Dans un contexte généralisé de grand tohu bohu, les liaisons maritimes entre Marseille et les ports corses connaissent aussi leurs lots de turpitude. Incertitudes quant à l’avenir de La Méridionale, écartée des ports principaux, préavis de grève de la CGT des marins de Corsica Linea, vent debout contre la réforme des retraites. Quant à la délégation de service public sur les ports secondaires de Corse, elle vient de subir un nouveau report.

Ce week-end du 9 et 10 janvier, les salariés de La Méridionale, qui avaient allumé des braseros au pied des Piana et Kallisté, ont empêché l’appareillage du Méditerranée à destination de Tunis, contraignant Corsica Linea à trouver une solution de repli pour loger les 200 familles. Finalement, les passagers ont réussi dimanche à embarquer sur le Carthage de la CTN.

Situation troublée sur la Corse également, où les ferries n’ont pu appareiller, bloqués par les manifestants de La Méridionale. Pour les salariés de la filiale de STEF, l’horizon semble bouché. La compagnie maritime, écartée des ports principaux de Corse depuis octobre, doit également composer avec la décision du 9 janvier de la Collectivité de Corse de lancer un nouvel appel à candidature sur les ports secondaires de Propriano et Porto Vecchio.
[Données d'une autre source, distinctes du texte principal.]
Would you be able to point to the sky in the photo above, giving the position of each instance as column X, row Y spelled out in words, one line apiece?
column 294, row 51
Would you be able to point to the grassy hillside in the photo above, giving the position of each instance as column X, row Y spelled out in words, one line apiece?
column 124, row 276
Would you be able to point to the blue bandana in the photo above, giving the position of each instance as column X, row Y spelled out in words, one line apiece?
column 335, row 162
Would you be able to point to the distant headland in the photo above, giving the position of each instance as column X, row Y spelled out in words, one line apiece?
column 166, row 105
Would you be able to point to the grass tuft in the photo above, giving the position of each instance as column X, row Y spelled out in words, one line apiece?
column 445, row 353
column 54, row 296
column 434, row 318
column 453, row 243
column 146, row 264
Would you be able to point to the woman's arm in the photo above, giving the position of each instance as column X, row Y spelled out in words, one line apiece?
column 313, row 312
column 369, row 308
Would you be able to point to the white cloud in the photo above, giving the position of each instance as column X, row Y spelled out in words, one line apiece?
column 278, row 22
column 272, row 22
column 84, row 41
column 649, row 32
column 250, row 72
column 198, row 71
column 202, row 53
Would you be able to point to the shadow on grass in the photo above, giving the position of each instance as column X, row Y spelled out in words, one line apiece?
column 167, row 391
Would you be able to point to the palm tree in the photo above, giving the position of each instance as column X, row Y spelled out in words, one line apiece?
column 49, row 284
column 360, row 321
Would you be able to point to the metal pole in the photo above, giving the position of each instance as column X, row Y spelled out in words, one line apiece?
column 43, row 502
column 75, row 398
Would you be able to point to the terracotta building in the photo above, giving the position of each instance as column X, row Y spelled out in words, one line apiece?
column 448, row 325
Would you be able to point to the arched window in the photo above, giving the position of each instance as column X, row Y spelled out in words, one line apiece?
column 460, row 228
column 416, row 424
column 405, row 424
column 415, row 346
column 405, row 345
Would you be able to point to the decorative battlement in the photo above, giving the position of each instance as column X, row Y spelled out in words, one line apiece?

Les trois compagnies concurrentes (Corsica Ferries, Corsica Linea et Méridionale), qui avaient répondu vont devoir, une nouvelle fois, déposer des dossiers et réviser le montant de la compensation pour effectuer la délégation de service public et traduire en terme de capacités les nouveaux objectifs de trafics passagers et de fret. Le nouvel appel à candidature, publié ce 14 janvier, donne jusqu’au 27 janvier aux compagnies pour répondre à un contrat de desserte de trois mois des ports de Porto-Vecchio et Propriano, dont l’appel d’offres avait été infructueux. Elle courra jusqu’à l’entrée d’une DSP de 8 mois à compter du 1er mai 2020.

Nouveau préavis de grève

Reste à comprendre ce qui se trame derrière ce énième rebondissement de procédure. En effet, cette DSP provisoire, qui prendra fin en 2020, ne durera donc que quelques mois. « La Méridionale et ses salariés espèrent un dénouement équilibré entre les armateurs présents à Marseille, pour l’attribution de la DSP provisoire mais également pour la construction de la nouvelle desserte proposée par la Collectivité de Corse, sur la base d’une SEMOP, pour laquelle La Méridionale a toujours fait savoir qu’elle était prête à s’engager, et en particulier au sujet des lignes de Bastia et d’Ajaccio », a fait savoir la Méridionale dans un communiqué. 

La situation déjà complexe prendra un nouveau tour à compter du 15 janvier prochain, la CGT des marins de Corsica Linea ayant déposé un préavis de grève de deux jours pour protester contre la réforme des retraites. Les lignes maritimes sur la Corse avaient été préservées jusque-là, les dockers assurant un service minimum afin de ne pas entraver le transport maritime sur l’île de Beauté.